You should also consider using PCTFREE when altering a table before loading or reorganizing that table. In order for clustering to be maintained, each table needs to have space available on each data page for additional inserts. When the space is available, additional inserts are able to be clustered with the existing data. As a result, you will want to consider loading your data into the table after leaving a percentage of free space on each page for the clustering of additional data. You can do this by first creating the table, then altering the table with the PCTFREE parameter. In a similar way, before reorganizing your data, you should consider altering the table with the PCTFREE parameter. Otherwise, the reorganization will eliminate all extra space if PCTFREE has not been set.
Clustering is not currently maintained during updates. That is, if one updates a record such that its key value in the clustering index is changed, the record will not necessarily be moved to a new page to maintain the clustering order. To maintain clustering, instead of using UPDATE, use DELETE and then INSERT.
After creating a new index, you should use the RUNSTATS utility to collect index statistics. These statistics allow the optimizer to determine whether using the index can improve access performance. See "Collecting Statistics Using the RUNSTATS Utility" for more information on this topic.
To get the best performance you can from your indexes, you should consider reorganizing your indexes periodically. Updates to your tables may cause index page prefetch to become less effective. To keep the effectiveness of index page prefetch you must reorganize the index.
You can reorganize the index by either dropping and re-creating the index, or by using the REORG utility. For more information, see "Reorganizing Table Data".
To prevent having to re-organize often, you can specify PCTFREE when creating an index. Specifying the PCTFREE parameter during index creation results in free space being left on each index leaf page as it is created. As a result, during future activity involving the index, records can be inserted into the index with less likelihood of causing index page splits. Index page splits cause index pages to not be contiguous nor sequential. This results in decreased ability to perform index page prefetching. Choosing an appropriate PCTFREE for an index may eliminate or reduce the frequency when you have to reorganize indexes.

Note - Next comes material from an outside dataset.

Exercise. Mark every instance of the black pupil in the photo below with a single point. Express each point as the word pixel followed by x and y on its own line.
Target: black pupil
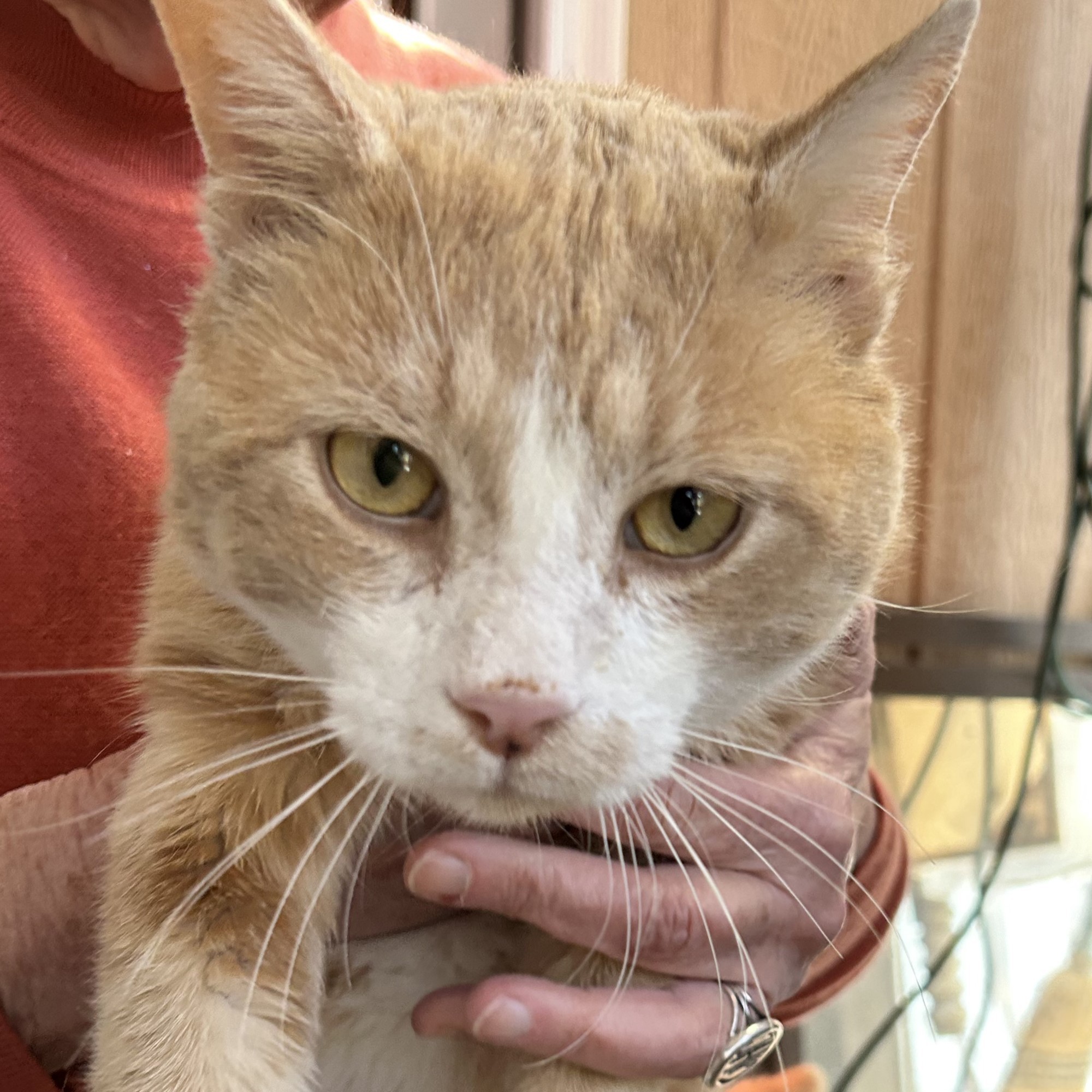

| Note: | The PCTFREE specified when you create the index is used when the index is re-created during reorganization. |
Dropping and re-creating the index gets a new set of pages that are roughly contiguous and sequential. This improves index page prefetch when it occurs.
Although more costly to accomplish, the REORG utility also ensures clustering of the data pages. This clustering has greater benefit for index scans accessing a significant number of data pages.

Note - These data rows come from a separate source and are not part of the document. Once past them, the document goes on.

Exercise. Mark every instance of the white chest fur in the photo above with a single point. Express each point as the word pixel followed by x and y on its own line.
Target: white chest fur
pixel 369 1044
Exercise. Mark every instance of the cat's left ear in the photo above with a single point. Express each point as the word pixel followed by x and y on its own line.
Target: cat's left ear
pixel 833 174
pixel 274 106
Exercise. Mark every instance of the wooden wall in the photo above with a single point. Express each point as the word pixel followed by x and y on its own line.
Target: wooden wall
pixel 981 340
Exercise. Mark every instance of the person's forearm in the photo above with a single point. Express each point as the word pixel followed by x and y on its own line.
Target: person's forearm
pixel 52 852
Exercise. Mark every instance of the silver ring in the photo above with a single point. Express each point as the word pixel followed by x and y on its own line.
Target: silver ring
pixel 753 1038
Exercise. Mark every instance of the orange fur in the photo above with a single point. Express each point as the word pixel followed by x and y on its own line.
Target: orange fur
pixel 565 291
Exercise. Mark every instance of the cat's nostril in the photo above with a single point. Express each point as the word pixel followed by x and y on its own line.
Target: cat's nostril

If you work in a symmetric multi-processor (SMP) system environment, the REORG utility will use multiple processors when intra_parallel is YES or ANY.
Periodically, run EXPLAIN on your most frequently used queries and check that each of your indexes is used at least once. If an index is not used in any query, consider dropping that index.
Also, use EXPLAIN to see if table scans on large tables are processed as the inner of nested loop joins. This would indicate that an index on the join predicate column is either missing or thought to be ineffective at applying the join predicate. Or, perhaps the join predicate is not present.